There has been so much ink spilled on the question of what kind of type systems help programmers be productive but there is not such controversy on the performance side.
At this point in the collective journey we are all on understanding programming languages and what they can do, the evidence is overwhelming that there are in fact plenty of useful semantics that are intrinsically slower than other useful semantics, relative to any particular chunk of hardware executing them. That is, what is slow on CPU or GPU may differ, but there is certainly some sort of difference that will exist, and there is no amount of (feasible) compiling around that problem.
Indeed, that's why we have CPUs and GPUs and soon NPUs and in the future perhaps other types of dedicated processors... precisely because not all semantics can be implemented equally no matter how smart you are.

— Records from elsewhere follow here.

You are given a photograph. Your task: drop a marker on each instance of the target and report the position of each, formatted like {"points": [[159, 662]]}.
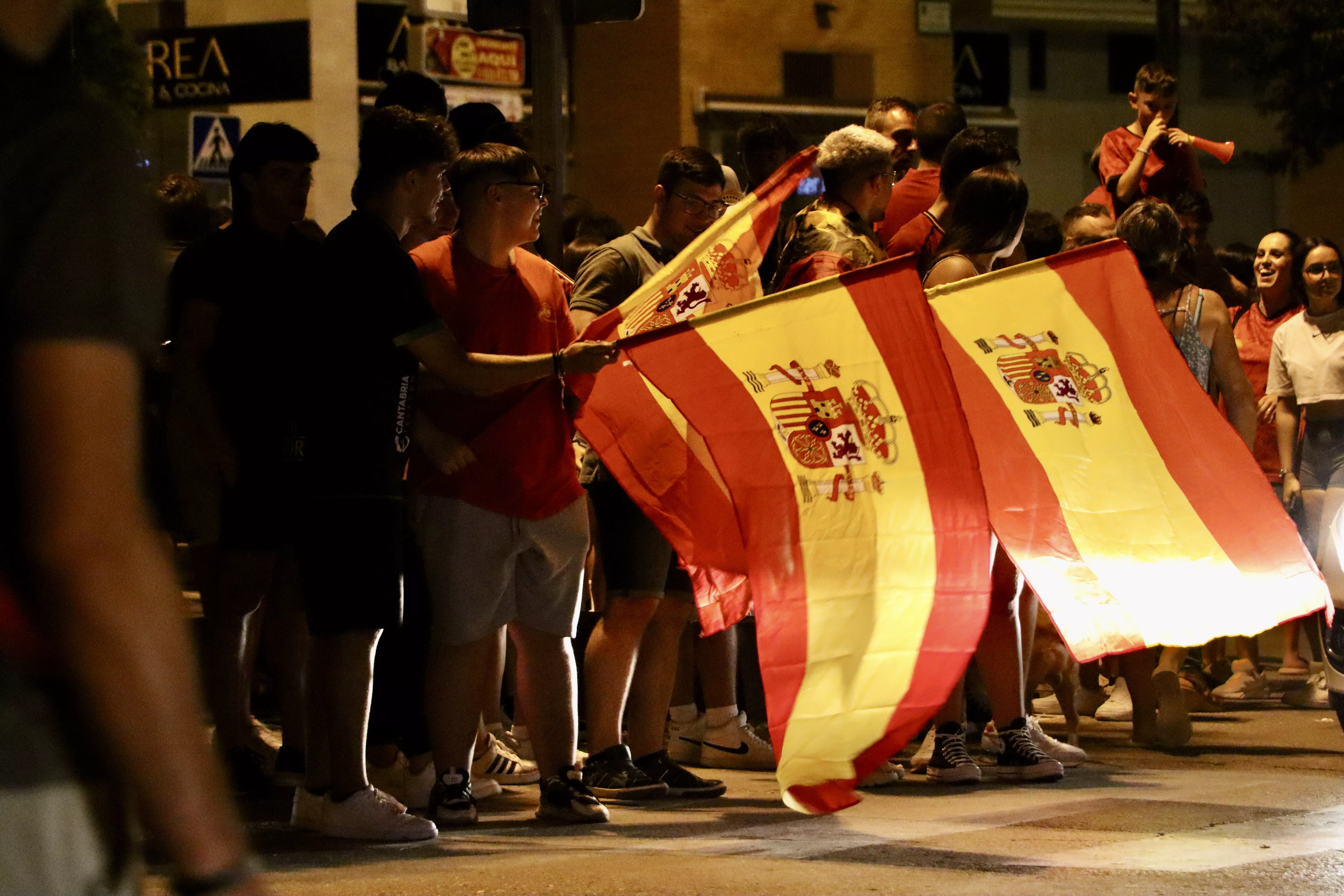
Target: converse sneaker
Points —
{"points": [[501, 764], [920, 762], [734, 745], [451, 803], [372, 815], [884, 776], [568, 800], [1022, 760], [661, 768], [612, 776], [1119, 706], [951, 764], [307, 811], [1068, 756], [685, 741]]}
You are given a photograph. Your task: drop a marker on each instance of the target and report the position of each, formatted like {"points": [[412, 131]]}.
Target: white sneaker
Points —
{"points": [[1245, 684], [1068, 756], [884, 776], [1314, 696], [503, 766], [372, 815], [685, 741], [307, 811], [736, 746], [1119, 706], [920, 762]]}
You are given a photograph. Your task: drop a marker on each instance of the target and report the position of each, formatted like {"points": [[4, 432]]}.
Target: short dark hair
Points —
{"points": [[986, 214], [1041, 234], [472, 120], [183, 209], [416, 93], [1157, 78], [489, 163], [1152, 232], [971, 150], [936, 127], [690, 163], [267, 142], [394, 142], [884, 105]]}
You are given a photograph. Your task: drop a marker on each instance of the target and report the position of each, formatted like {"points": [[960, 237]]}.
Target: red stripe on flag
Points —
{"points": [[720, 406], [1204, 453]]}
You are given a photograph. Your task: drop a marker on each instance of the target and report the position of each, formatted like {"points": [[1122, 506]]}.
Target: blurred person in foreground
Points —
{"points": [[96, 667], [835, 233]]}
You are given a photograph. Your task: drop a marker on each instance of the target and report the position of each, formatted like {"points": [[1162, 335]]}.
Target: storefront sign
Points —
{"points": [[265, 62], [478, 58]]}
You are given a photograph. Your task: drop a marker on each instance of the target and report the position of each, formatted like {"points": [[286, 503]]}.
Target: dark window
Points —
{"points": [[1126, 56], [810, 76], [1037, 60]]}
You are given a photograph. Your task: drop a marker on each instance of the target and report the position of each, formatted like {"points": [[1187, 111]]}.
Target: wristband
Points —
{"points": [[220, 882]]}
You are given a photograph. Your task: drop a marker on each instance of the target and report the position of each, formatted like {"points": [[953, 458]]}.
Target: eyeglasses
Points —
{"points": [[702, 209], [538, 187]]}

- The overwhelming majority of new code is written in high-level languages
- High-level languages have continued to close what small performance gaps remain
- There have been no serious efforts to implement a true low-level language for post-Pentium (superscalar) CPUs, yet alone the CPUs of today
- Even GPUs and NPUs are largely programmed by using languages that express largely the same semantics as languages for CPUs, and relying heavily on compiler optimisation
You can easily observe in any cross-language shootout in 2024 that optimized code bases in the various languages still have gradients and we do not live in a world where you can just start slamming out Python code and expect no performance delta against C.
https://prog21.dadgum.com/40.html
Merely smart compilers are amazing; one of the defining characteristics of the software world is that you can be handed these things for free. The "sufficiently smart compiler", however, does not exist, and while there is no mathematical proof that I'm aware of that they are impossible, after at least two decades of people trying to produce them and totally failing, the rational expectation at this point must be that they do not exist.
Microbenchmarks may show an advantage for C - but it's one that is shrinking all the time (and that goes doubly for Java, which was the go-to example in the original "sufficiently smart compiler" conversations - but no longer is, because you can't actually be confident that Java is going to perform worse than C any more). And the overwhelming majority of the time, for real-world business problems, people do just start slamming out Python code, and if anything it tends to perform better.
And conversely even those C programs now rely extremely heavily on compiler smartness to reorder instructions, autovectorise, etc., often producing something quite radically different from what a naive reading of the code would mean - and there is no real appetite for a language that doesn't do this, one with semantics designed to perform well on today's CPUs or GPUs. Which suggests that designing the language semantics for performance is not actually particularly important.
Best of luck in your engineering endeavors if you ever end up in a place you need high performance code. You're going to need a lot of it.